Malheureusement, ses persécuteurs le retiennent de force et lui font rater ce premier rendez-vous. Certes, il rencontrera Scarlite un peu plus tard, et c’est une charmante fille, jolie, sympathique et intelligente, que bien sûr il va aimer. Néanmoins, cet incident est de trop, et Ben, qui ne parle pas mais sait se servir de sa cervelle, concocte sa vengeance. Avec sa famille et Scarlite, il prend le bateau, filme un petit discours d’adieu face à une caméra, puis enjambe le bastingage et se laisse tomber dans la mer. On ne retrouve pas son corps.
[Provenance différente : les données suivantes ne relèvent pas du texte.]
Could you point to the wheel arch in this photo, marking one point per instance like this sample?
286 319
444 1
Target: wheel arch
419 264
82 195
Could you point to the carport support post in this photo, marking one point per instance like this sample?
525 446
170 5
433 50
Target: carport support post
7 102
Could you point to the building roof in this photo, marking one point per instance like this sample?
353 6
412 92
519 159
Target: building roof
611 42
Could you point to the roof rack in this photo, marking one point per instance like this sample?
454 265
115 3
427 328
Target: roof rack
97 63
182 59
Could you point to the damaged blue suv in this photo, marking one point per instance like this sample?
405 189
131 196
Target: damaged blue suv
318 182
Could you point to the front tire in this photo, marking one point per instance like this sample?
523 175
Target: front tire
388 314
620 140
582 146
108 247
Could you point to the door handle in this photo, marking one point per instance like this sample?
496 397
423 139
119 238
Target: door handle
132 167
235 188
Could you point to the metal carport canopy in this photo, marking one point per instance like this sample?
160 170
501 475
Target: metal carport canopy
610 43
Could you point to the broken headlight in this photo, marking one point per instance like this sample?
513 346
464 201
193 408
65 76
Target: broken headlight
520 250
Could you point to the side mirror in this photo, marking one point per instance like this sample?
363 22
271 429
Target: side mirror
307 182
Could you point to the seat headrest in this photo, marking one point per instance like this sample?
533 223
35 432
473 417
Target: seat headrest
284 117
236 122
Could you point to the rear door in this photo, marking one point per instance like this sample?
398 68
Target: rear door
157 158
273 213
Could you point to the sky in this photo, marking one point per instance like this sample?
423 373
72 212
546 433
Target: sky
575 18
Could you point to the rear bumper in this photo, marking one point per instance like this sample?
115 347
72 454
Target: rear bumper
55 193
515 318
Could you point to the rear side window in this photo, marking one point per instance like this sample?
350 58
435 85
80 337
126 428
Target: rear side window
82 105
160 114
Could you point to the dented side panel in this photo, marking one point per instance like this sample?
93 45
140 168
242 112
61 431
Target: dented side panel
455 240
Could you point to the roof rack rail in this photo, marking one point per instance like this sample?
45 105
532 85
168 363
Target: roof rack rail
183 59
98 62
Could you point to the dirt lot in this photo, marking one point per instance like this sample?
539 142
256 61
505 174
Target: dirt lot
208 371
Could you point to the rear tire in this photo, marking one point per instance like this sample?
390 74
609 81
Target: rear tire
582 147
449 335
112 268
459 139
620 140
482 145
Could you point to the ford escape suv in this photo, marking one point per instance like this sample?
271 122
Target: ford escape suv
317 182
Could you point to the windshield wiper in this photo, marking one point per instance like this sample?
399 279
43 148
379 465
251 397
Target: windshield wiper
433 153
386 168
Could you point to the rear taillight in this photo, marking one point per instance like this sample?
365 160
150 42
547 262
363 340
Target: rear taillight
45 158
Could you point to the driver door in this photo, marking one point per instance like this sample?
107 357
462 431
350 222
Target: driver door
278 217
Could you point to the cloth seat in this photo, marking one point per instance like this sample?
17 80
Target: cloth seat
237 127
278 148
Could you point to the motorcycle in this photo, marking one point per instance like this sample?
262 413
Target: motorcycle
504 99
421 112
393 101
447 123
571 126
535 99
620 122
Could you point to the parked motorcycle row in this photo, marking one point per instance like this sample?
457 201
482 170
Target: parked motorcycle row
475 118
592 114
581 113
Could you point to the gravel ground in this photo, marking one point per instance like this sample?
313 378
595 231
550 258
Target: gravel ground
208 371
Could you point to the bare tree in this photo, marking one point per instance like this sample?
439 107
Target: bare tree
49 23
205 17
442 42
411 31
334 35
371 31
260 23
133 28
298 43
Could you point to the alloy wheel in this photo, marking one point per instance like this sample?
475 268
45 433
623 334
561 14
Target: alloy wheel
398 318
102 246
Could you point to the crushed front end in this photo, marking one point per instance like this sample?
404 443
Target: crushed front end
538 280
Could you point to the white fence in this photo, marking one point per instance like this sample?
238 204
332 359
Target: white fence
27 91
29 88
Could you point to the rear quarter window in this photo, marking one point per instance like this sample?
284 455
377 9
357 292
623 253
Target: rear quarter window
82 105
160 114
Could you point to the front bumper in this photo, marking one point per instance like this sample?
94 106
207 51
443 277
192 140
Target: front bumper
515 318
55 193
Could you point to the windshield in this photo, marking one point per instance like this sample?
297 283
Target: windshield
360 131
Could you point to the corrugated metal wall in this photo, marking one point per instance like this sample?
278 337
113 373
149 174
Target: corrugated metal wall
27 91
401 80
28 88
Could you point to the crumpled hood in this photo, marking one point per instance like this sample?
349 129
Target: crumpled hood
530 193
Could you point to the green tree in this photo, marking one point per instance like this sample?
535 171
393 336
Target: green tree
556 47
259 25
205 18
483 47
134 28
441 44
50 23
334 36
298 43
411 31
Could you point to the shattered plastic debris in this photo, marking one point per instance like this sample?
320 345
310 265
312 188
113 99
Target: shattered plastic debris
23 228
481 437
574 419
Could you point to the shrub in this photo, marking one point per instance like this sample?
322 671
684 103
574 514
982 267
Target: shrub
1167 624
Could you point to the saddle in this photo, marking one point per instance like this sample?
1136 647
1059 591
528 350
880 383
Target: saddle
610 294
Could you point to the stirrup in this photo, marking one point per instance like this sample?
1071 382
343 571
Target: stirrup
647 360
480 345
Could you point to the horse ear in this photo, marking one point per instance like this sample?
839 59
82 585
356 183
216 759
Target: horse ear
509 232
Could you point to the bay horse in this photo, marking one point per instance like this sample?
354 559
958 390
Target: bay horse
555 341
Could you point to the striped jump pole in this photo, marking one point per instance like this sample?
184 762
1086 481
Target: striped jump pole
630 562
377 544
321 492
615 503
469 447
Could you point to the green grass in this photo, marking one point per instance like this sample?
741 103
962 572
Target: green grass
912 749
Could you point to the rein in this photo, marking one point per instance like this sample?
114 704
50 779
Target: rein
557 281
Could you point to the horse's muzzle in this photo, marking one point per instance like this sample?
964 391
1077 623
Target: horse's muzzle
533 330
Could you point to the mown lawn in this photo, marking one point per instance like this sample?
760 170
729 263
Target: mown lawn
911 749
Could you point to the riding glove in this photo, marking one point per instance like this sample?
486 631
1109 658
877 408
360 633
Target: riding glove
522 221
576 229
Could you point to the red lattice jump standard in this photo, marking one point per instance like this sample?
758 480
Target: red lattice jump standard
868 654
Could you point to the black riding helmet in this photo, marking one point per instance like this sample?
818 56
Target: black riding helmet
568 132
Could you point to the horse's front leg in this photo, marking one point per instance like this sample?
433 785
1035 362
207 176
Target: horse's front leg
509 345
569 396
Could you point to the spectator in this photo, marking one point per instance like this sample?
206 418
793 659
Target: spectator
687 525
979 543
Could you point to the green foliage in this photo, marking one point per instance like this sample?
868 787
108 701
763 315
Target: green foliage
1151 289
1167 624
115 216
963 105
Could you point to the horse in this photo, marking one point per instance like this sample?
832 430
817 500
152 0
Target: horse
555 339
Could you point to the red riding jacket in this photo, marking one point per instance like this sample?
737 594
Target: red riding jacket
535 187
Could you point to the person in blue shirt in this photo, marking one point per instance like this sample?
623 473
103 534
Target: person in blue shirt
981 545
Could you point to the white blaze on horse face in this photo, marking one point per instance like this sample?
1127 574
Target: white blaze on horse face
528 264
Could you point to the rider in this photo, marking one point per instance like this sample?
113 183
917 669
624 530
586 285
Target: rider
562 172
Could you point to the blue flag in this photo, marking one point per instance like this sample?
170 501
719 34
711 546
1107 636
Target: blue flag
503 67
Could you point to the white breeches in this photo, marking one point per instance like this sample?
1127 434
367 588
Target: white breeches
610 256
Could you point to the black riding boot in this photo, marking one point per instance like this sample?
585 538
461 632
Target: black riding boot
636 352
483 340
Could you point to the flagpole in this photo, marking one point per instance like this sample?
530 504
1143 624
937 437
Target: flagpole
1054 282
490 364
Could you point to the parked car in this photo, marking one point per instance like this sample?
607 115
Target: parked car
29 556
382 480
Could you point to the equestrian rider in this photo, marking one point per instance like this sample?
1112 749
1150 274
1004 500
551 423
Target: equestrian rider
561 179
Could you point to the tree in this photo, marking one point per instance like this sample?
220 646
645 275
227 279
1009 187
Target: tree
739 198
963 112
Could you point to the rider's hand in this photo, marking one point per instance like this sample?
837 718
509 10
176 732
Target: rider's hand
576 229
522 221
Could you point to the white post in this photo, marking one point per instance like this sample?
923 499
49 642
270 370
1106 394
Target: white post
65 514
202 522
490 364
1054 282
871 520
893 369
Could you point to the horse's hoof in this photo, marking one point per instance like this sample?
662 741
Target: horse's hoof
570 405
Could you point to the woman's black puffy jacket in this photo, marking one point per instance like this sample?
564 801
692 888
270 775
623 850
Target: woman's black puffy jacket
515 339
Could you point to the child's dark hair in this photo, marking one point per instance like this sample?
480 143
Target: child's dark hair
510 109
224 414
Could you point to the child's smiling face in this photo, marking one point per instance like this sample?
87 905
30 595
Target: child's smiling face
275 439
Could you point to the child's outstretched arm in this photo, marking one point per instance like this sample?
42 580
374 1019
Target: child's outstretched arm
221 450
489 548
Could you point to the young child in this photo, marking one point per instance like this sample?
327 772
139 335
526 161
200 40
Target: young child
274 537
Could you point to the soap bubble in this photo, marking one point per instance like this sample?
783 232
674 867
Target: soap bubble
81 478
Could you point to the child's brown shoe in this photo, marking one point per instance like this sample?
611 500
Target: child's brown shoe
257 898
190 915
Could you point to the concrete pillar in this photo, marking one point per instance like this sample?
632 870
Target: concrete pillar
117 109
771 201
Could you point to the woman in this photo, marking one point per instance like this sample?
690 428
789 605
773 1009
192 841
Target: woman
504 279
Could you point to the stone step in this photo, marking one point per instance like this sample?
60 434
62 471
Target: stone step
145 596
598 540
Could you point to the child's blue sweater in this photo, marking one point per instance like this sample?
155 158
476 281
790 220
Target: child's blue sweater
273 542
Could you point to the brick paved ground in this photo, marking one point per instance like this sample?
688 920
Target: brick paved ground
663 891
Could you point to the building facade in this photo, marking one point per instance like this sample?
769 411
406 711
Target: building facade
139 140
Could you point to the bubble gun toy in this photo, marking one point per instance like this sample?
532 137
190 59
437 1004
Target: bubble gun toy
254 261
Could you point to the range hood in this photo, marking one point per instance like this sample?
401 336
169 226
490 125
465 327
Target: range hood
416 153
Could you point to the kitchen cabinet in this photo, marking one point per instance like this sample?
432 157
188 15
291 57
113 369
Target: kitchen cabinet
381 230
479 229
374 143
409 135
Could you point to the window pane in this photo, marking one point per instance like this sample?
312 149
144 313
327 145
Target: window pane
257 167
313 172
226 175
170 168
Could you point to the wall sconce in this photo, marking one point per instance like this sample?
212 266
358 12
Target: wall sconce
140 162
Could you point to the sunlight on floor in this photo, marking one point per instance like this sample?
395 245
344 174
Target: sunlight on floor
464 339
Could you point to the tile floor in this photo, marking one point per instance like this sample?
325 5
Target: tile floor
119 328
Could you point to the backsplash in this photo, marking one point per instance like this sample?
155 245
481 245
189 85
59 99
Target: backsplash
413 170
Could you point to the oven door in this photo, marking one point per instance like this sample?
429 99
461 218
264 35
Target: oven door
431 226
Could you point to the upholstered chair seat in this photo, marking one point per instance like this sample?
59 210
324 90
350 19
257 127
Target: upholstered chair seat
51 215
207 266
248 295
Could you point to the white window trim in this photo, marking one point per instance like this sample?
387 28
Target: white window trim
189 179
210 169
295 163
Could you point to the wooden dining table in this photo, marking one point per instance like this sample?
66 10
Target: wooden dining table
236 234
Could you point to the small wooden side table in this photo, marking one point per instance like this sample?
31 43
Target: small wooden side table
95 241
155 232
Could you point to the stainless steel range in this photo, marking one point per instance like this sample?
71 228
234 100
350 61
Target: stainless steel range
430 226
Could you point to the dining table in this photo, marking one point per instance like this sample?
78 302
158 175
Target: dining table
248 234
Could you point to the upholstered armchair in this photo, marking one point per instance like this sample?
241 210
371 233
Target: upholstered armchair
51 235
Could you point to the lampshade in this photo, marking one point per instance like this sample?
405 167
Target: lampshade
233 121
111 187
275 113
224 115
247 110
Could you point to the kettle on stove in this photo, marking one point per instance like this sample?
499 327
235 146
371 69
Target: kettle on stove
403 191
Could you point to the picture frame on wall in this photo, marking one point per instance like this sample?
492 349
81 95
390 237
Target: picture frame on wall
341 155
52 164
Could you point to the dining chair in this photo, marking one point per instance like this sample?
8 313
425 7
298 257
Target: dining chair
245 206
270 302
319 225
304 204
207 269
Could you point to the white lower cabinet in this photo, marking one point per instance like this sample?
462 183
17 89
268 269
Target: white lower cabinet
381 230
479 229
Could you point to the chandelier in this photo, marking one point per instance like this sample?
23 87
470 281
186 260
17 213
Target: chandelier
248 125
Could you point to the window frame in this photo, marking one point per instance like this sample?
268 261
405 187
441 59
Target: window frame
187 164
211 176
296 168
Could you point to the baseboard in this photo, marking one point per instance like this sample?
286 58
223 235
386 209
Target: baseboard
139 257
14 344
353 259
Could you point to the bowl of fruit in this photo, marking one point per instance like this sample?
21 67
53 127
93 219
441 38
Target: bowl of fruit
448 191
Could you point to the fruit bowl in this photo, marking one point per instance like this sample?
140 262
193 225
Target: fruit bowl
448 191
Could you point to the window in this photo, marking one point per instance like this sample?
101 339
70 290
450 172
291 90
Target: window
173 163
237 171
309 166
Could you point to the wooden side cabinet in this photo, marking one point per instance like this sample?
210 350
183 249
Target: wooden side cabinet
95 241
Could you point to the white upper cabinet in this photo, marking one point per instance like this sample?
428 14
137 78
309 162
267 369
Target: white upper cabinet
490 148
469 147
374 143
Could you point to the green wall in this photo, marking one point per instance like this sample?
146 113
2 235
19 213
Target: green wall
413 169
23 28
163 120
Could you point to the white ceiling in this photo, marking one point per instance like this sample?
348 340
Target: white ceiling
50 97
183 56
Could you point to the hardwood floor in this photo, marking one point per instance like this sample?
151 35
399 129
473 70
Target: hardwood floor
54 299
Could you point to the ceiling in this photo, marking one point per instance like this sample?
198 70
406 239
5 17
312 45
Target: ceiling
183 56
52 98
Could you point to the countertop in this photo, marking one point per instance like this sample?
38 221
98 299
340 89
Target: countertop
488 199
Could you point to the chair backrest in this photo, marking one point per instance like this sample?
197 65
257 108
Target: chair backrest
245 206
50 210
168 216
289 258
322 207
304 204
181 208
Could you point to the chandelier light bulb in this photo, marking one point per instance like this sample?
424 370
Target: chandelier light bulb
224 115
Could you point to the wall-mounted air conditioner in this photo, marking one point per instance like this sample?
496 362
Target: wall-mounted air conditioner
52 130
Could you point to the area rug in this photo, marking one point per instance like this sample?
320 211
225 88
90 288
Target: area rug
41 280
Ce suicide fait scandale, tout le lycée se trouve présent lors de la cérémonie religieuse, mais aussi la télévision, qui filme l’événement. Après l’homélie du prêtre, on projette le discours d’adieu prononcé par Ben sur le bateau, sa chute par-dessus bord… puis le film de la déculottée en classe et des petits salauds en train de se marrer devant leur copain cul nu. Cette fois, tout le pays saura ce qu’ils sont.

Mais Ben n’était pas mort, il ne s’est pas suicidé, il s’est simplement laissé tomber sur le pont inférieur du bateau ! Il réapparaît à la fin de la projection, savourant la honte publique de ses tourmenteurs.

Épilogue ambigu : Ben, apparemment, a quitté le lycée, il s’est pris d’affection pour les chevaux, il semble heureux avec Scarlite, et la famille attendrie assiste à son sauvetage moral. Certes, mais la fille à qui on le voit parler n’est pas sur l’image. A-t-elle jamais existé ? Même Allociné ne nous l’apprendra pas, et ce n’est pas plus mal.